McCaw Application Framework. This object-to-database persistence effort was an augmentation of NeXT’s Enterprise Objects Framework (EOF). As part of a team of about 10 engineers, my responsibilities were to design, develop, fix, and maintain the GUI architecture and tools, including InterfaceBuilder palettes, re-usable interface objects, user-input validation subsystem, and GUI-side database interface code. Also was solely responsible for development and delivery of SecurityManager a table-maintenance application managing a complex schema. (1995).
MSMail Bundle. This is a bundle designed for use with NEXTSTEP 3.3’s Mail.app, providing the capability to send and receive Microsoft-format Mail. (1994).
TTools. A library/IB-palette combination designed as an advanced IB primer, released as a NeXT mini-example for the use of the NEXTSTEP developer community. (1993). Related speaking engagements at the East Coast Developer Conference, NEXTSTEP Expo and a feature article on IB-palette development for the NeXT-produced developer journal, NXApp (1993, 1994).

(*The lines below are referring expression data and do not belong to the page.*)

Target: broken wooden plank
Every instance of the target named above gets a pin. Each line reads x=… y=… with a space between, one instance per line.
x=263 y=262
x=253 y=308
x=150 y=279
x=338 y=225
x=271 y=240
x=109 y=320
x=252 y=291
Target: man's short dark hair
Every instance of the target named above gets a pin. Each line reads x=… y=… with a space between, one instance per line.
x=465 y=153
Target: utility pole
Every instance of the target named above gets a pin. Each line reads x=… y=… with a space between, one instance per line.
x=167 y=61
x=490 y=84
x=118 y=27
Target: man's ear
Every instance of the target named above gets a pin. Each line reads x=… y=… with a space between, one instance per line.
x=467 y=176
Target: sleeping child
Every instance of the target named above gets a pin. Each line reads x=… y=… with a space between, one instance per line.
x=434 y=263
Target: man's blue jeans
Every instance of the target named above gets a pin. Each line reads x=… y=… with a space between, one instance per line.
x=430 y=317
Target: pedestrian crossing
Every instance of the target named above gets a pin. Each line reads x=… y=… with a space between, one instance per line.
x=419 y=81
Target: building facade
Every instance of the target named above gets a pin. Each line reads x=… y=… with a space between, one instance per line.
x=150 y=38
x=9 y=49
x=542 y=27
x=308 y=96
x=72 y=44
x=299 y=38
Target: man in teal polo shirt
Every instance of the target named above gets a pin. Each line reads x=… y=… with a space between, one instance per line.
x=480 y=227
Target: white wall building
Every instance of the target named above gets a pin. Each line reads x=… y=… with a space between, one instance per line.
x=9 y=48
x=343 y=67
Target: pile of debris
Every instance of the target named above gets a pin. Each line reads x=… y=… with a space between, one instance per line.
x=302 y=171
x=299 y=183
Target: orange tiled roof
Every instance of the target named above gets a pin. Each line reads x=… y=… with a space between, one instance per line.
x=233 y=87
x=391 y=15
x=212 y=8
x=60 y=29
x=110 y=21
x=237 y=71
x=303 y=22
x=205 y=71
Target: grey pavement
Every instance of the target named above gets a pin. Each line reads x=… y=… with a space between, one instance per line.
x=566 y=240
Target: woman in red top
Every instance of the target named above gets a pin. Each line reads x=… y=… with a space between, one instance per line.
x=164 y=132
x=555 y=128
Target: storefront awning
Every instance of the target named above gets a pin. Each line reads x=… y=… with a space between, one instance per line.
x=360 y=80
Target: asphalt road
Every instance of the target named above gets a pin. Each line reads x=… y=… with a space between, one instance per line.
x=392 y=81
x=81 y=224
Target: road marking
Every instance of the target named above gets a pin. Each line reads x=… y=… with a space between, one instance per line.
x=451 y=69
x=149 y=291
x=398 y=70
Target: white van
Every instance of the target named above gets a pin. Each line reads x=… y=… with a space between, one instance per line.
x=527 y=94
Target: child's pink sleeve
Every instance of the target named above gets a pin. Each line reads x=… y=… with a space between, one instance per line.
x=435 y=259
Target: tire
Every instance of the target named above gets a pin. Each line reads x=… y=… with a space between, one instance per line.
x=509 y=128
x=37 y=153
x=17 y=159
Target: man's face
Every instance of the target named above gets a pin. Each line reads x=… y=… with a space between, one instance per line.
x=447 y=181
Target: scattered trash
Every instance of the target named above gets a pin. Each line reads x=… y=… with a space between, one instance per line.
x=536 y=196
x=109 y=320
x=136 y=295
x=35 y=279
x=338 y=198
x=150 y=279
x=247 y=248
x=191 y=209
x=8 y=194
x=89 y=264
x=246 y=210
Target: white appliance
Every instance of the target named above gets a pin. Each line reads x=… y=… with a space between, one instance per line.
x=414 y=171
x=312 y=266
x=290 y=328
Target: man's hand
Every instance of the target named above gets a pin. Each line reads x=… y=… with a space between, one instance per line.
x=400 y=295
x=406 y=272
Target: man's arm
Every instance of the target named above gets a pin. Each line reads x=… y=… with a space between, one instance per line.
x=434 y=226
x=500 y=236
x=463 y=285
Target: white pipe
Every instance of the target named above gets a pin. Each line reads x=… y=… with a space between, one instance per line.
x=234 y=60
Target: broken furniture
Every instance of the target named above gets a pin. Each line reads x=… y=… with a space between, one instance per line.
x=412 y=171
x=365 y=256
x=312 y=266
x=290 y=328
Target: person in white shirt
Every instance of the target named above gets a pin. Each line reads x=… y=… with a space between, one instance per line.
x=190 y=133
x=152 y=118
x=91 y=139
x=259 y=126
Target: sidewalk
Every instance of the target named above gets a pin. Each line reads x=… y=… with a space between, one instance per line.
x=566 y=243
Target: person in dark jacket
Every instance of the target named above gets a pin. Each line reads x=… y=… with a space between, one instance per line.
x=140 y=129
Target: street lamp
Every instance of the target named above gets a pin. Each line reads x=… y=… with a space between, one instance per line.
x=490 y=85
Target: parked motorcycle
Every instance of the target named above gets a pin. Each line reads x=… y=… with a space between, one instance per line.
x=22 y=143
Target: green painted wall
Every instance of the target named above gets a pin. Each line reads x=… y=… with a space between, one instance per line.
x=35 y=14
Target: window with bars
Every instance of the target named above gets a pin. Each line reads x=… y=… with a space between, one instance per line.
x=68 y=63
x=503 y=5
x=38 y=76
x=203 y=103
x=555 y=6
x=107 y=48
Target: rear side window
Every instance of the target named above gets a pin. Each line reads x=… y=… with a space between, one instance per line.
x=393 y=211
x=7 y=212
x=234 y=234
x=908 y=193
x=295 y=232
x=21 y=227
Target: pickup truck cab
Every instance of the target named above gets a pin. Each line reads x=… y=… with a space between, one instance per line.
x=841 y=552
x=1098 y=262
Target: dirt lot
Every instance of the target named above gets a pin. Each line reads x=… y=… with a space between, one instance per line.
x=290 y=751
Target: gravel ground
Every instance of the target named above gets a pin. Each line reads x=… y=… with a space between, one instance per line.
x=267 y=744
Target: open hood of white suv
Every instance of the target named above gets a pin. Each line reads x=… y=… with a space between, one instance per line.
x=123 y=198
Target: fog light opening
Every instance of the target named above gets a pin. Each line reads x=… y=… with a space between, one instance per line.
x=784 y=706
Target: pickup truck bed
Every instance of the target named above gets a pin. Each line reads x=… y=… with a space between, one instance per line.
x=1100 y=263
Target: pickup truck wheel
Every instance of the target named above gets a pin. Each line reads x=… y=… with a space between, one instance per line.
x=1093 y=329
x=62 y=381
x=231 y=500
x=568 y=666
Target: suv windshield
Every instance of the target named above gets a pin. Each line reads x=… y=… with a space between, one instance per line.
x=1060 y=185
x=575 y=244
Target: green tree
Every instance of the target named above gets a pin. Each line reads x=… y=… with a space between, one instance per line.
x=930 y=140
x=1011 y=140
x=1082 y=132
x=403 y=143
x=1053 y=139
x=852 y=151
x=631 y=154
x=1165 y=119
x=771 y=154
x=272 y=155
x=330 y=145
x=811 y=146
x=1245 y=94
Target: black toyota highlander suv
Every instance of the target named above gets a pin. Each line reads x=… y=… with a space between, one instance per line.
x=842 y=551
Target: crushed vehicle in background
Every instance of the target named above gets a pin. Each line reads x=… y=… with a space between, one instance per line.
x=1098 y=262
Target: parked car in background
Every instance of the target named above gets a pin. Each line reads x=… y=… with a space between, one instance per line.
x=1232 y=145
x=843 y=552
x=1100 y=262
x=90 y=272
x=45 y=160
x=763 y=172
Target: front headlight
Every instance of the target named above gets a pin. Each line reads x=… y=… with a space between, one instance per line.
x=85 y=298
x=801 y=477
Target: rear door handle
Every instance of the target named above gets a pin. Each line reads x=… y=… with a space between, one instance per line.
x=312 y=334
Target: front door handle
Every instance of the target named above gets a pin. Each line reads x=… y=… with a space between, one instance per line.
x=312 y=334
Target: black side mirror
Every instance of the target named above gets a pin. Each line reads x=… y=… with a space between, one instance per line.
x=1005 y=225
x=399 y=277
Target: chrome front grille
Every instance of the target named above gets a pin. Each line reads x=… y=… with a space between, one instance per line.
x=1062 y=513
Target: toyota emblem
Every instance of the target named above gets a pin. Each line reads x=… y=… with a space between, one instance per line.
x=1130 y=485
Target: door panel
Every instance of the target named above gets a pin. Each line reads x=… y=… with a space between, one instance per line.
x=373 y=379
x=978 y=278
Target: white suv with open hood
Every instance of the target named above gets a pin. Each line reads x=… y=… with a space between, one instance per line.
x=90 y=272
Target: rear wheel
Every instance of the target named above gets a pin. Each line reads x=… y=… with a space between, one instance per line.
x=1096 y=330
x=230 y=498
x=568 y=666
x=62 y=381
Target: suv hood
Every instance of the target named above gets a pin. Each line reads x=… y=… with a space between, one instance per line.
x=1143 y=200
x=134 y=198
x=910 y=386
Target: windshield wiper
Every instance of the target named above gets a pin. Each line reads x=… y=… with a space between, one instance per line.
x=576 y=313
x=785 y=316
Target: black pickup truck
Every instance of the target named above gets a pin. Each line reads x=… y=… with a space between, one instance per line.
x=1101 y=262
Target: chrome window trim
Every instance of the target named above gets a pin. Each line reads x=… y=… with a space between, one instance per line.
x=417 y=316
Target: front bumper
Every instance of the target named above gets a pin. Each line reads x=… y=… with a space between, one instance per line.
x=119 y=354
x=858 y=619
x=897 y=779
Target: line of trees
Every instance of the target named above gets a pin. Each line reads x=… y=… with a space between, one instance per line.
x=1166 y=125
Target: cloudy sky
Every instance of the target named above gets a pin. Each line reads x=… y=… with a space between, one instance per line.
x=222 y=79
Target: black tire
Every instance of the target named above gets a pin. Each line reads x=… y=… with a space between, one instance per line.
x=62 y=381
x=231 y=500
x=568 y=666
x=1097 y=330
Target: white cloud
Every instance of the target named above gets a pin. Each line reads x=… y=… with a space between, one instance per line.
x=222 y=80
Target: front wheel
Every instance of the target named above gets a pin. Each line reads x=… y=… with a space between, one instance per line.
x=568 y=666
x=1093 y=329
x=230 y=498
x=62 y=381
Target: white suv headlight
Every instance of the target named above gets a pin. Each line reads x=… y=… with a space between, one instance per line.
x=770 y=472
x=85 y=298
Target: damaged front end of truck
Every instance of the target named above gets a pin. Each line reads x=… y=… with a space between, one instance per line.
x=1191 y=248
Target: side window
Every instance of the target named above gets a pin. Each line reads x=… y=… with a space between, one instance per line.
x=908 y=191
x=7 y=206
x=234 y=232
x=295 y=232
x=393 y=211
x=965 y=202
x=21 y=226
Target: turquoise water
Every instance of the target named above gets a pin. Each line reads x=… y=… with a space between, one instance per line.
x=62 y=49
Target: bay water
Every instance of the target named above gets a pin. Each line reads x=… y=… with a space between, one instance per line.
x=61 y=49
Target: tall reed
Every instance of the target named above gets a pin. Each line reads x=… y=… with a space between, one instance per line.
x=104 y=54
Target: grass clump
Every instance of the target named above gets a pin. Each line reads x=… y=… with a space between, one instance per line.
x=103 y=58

NeXT Premium Team Support. I designed and field-tested the delivery of a team support policy for NeXT’s Premium Developer Support customers, so that I was able to return to school part-time to finish my degree (1993).
NeXTAnswers faxback software (team effort), a utility package that collates multiple documents in many formats, converts to PostScript, and faxes the result. In production as the back-end of the NeXTAnswers document-retrieval system (1993).
MeetingPlace. A NEXTSTEP group decision support system application. Helped design and implement a coordinated, multimedia object-sharing architecture for UBC’s Commerce Department (1992).
FUBAR: Fully Unified Basic Appointment Resource. (Code Name). A UNIX/X11 application allowing individuals and groups to organize and integrate their schedules across a LAN. (1990, 1991).